Starting in the sketch book

I always find it quite daunting starting a new sketch book.

At the beginning of a new project, although my head is always fizzing with ideas and inspiration, they are generally all ideas of how I can do stuff with fabric rather than paper. It's like I miss a step in the way that my ideas are supposed to progress, and then it's almost like I have to start working backwards. I do like to draw and paint, but it's not something that I am very confident in doing, so I end up taking a long time over it and then feel frustrated at the small amount of work I have produced. I suppose that as time goes on throughout my degree I will become more confident in my abilities and things will get easier.



So, using pictures that I took up at the allotments last week I have been doing some painting.

I really love this photo I took of a bumble bee on a dandelion.
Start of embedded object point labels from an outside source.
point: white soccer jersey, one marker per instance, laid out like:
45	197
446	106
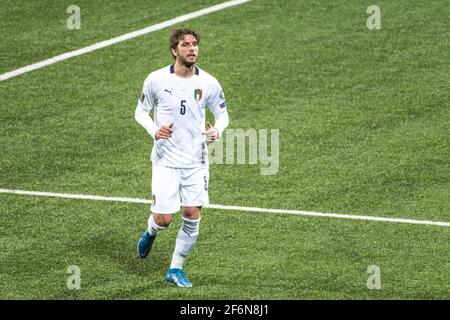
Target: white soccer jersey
181	101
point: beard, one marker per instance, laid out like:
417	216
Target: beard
187	63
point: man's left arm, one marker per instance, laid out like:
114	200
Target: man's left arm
218	106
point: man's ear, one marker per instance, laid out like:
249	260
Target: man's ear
174	52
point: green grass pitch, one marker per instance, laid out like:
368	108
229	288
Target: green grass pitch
364	120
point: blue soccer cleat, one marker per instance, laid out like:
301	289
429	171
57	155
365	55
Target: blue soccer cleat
178	277
145	244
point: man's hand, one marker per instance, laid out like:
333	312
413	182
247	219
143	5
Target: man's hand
211	133
164	132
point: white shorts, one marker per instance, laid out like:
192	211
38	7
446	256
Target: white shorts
168	184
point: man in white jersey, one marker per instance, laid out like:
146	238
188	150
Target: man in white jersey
179	95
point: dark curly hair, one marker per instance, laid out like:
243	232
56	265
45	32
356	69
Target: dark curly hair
178	34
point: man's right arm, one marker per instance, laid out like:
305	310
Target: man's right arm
144	106
142	115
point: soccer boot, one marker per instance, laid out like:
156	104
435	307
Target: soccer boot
145	244
178	277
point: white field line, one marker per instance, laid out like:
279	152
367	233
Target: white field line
121	38
234	208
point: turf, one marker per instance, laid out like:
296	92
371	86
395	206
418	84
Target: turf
363	119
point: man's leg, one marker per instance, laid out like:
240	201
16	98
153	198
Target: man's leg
186	239
156	223
165	189
187	236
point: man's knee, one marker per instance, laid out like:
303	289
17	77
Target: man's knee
192	212
163	220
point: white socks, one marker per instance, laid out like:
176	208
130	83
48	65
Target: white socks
186	238
153	228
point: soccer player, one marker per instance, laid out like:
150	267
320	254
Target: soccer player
179	95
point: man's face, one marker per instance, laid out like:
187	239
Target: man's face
187	50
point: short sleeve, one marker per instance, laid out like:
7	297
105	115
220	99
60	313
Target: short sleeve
147	98
216	102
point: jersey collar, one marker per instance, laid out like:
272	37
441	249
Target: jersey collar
172	69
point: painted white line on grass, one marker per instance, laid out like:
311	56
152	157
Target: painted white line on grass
121	38
234	208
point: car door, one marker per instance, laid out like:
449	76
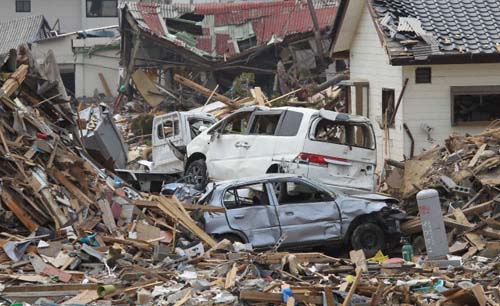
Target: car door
340	150
250	210
257	148
306	213
167	128
224	154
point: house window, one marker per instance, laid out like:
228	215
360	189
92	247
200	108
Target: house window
475	104
23	6
423	75
387	106
102	8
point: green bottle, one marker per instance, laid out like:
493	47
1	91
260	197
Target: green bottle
407	250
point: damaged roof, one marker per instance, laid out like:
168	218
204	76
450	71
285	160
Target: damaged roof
429	31
22	30
421	29
224	25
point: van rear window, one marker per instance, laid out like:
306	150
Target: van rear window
345	133
290	124
265	124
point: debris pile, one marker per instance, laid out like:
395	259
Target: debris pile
466	172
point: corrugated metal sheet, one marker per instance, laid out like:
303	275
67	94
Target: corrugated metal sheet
221	43
298	21
204	43
239	13
21	30
150	15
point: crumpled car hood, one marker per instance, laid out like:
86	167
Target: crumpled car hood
375	197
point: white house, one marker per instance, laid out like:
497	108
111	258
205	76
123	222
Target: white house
88	60
64	15
447	50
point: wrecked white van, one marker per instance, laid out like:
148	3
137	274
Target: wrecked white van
335	148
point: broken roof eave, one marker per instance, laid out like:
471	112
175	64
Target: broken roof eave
443	59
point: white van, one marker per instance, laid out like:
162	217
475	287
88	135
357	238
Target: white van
334	148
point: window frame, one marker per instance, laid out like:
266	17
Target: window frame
480	91
266	113
423	70
87	9
220	128
367	125
21	6
389	115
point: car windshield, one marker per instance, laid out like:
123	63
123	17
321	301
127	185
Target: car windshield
196	123
334	191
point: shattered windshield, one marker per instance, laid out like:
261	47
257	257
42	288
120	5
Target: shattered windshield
356	134
196	123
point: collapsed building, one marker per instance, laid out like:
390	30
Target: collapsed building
274	43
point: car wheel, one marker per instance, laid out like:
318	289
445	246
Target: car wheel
369	237
231	237
196	174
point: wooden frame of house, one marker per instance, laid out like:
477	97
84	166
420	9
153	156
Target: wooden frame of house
453	69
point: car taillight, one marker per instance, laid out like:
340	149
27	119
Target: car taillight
318	159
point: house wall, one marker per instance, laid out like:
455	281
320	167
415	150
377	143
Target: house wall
87	71
70	53
430	104
369	61
71	14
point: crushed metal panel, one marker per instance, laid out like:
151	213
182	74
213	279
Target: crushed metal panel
147	88
102	139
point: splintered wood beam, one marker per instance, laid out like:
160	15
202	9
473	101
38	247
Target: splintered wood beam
267	297
72	188
203	90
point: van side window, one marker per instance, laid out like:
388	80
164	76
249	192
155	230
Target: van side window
237	124
168	128
196	123
344	133
246	196
265	124
290	124
298	193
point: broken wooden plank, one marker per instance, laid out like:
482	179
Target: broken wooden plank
476	157
18	211
177	214
77	192
105	85
354	285
107	215
203	90
231	277
267	297
147	88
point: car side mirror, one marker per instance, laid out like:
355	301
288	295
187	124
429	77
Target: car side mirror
214	134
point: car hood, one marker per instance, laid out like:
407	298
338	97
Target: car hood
375	197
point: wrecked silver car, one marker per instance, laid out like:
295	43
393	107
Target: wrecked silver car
301	212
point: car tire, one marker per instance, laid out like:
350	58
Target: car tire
369	237
196	174
231	237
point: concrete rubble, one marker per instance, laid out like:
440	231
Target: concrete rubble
73	232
I used acrylics to paint this and although I am really happy with the finished painting, I can't see me using this sort of realistic style in my garment in this project as we are not at the stage of using digital printing yet mostly due to expense.
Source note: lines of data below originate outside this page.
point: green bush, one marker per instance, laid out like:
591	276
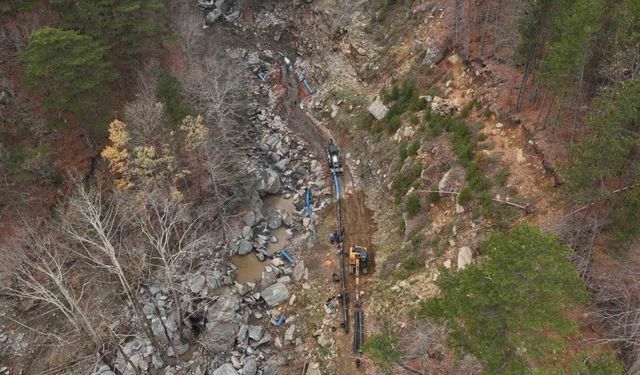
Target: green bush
169	92
508	311
393	125
413	148
415	240
412	205
403	153
403	180
433	197
381	348
595	362
464	197
410	264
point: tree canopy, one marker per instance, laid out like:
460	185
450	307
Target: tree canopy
508	310
69	70
126	27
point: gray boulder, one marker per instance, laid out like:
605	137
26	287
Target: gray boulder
250	366
275	294
244	247
378	109
226	369
220	337
434	54
268	182
453	180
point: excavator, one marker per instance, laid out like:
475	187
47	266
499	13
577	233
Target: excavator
333	158
358	259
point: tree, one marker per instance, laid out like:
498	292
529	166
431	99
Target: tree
507	311
69	70
94	226
126	27
43	277
604	164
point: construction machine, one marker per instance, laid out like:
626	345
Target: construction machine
358	260
333	158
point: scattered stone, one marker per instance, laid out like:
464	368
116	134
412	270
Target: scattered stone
244	247
255	332
378	109
250	366
197	283
323	341
275	294
298	271
288	334
433	54
465	256
226	369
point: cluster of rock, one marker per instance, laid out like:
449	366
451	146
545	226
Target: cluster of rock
220	9
234	324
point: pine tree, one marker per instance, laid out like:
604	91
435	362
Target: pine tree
125	26
69	70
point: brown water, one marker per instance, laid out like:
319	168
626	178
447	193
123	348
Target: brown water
282	234
277	201
249	268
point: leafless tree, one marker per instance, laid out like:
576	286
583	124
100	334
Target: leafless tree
174	237
214	89
617	306
145	115
44	277
187	25
93	225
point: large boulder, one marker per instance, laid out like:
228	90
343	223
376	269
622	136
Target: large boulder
453	180
465	257
268	182
378	109
275	294
244	247
434	53
220	336
223	323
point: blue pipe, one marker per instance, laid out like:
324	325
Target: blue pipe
286	256
309	210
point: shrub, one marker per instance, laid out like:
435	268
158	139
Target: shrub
410	264
169	92
393	125
412	205
413	148
433	196
506	310
380	347
402	151
464	197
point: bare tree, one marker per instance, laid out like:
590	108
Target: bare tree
93	225
43	277
214	89
145	115
187	25
617	303
174	237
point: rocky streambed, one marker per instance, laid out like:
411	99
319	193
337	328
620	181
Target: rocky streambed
242	308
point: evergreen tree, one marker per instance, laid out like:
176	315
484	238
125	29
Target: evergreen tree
69	70
507	311
125	26
607	158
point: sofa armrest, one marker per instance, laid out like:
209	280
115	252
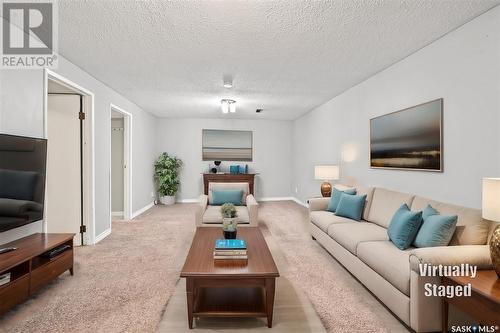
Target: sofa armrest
477	255
201	206
318	204
253	210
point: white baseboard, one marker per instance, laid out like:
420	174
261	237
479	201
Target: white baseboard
103	235
301	203
187	200
142	210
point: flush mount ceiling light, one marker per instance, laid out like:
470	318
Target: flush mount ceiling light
228	106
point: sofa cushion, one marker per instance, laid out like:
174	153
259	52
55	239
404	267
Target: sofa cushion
436	230
351	206
471	229
404	227
349	235
335	198
384	203
213	215
323	219
388	261
368	191
228	186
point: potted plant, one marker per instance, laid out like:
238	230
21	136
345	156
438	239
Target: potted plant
229	224
167	177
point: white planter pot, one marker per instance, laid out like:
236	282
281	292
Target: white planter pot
167	199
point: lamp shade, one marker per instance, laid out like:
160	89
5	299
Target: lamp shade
491	199
326	172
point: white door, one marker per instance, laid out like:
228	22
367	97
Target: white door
63	165
117	164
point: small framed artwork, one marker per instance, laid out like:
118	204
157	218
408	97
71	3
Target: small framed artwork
409	139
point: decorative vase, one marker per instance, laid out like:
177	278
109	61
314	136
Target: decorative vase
167	200
495	249
229	227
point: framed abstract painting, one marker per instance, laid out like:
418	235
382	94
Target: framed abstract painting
409	139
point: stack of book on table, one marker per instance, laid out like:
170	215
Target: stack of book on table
4	278
230	249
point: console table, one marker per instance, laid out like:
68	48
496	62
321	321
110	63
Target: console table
29	270
228	178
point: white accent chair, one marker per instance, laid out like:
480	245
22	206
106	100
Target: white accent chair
209	215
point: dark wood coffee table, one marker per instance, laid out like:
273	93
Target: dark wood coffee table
231	288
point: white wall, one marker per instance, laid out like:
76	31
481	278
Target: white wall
463	67
272	152
21	113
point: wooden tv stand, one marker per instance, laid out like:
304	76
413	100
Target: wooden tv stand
29	270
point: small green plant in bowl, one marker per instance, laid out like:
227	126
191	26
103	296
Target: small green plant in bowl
229	224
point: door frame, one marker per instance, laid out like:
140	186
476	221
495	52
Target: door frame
127	162
88	153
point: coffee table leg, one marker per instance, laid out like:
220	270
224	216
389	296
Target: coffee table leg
190	300
270	286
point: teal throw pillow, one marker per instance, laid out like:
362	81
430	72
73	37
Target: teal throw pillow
428	211
404	227
220	197
335	198
351	206
437	230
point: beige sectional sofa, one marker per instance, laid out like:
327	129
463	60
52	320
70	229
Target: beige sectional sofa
392	274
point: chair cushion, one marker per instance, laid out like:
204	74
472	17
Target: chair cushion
228	186
335	198
404	227
213	215
220	197
349	235
351	206
384	203
323	219
436	230
471	229
388	261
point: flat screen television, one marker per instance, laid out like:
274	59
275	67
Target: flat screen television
22	180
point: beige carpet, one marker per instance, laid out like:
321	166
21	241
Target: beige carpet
124	283
293	312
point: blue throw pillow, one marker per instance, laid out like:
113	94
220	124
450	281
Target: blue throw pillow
437	230
351	206
428	211
404	227
335	198
220	197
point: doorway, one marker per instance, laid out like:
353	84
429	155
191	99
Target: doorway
69	131
120	163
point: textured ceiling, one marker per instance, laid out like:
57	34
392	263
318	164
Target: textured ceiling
285	56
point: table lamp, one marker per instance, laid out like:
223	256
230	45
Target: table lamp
326	173
491	211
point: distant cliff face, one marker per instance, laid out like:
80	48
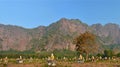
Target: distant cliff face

I would however like to include maybe some bee or butterfly motifs in my garment, as pollination is an integral part of plants growing, both naturally in the hedgerows and in cultivation on farms and allotments. The work of the bees and butterflies was just as important to growing Britain's produce in wartime, as was the work of the land girls.



In my photos you can see a strong theme of grids. I found them in netting, fencing and chicken wire; plastic, metal and wood. I like the juxtaposition of the rigidity of this black chain-link fence with the yellow blooms of forsythia haphazardly weaving it's way through. After painting the top half of the page with a paint brush. I used the edge of piece of cardboard dipped in black paint to recreate the grid in a printed form.